UCT has seen a growing number of research papers published in journals and a significant transfer of skills and capacity - thanks to the Mellon Visiting and Retired Scholars Mentorship Project.
Since 2007, when the project was established, 120 young or developing researchers had been mentored by 21 senior academics in a visiting capacity, either as retired professors or on sabbatical from elsewhere.
The number of papers published by the cohort of 'mentees' over the past year has increased five-fold and numerous first-time papers have been presented at national and international conferences. Mentorship interventions have also resulted in a number of successful grant applications.
This wide-spread source of expertise brings with it a diversity of perspectives - whether academically, professionally or culturally - that enhance the capacity of the mentees.
The project aims to strengthen the next generation of researchers through a process of discipline-specific mentoring, while simultaneously establishing a culture of mentorship.

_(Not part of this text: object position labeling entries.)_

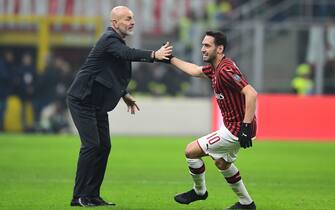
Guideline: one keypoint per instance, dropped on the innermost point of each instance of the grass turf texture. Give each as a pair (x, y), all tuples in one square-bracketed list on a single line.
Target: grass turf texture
[(37, 172)]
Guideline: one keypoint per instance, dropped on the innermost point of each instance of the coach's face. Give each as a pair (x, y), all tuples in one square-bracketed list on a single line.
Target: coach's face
[(123, 21)]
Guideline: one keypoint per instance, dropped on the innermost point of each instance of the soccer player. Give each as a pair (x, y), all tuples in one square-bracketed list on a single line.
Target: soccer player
[(237, 101)]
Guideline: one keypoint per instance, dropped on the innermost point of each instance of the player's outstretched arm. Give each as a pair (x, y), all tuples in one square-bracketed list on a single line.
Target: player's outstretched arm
[(244, 136), (250, 103), (131, 103), (189, 68)]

Dr Stuart Saunders, special advisor for the Mellon Foundation South African programme, said the initiative was new in the country, and that it had produced "outstanding results".
He said the programme was conceptualised in a way that would maximise the opportunity provided by senior researchers as a key resource for producing the next generation of scholars. They bring a wealth of experience into departments where their sustained presence over a period of time provides a nurturing environment which fosters research activity.
Dr Don Randel, president of the Mellon Foundation in the US, said the foundation was concerned with the development of faculty in America, and were happy that the same goals were being pursued in South Africa.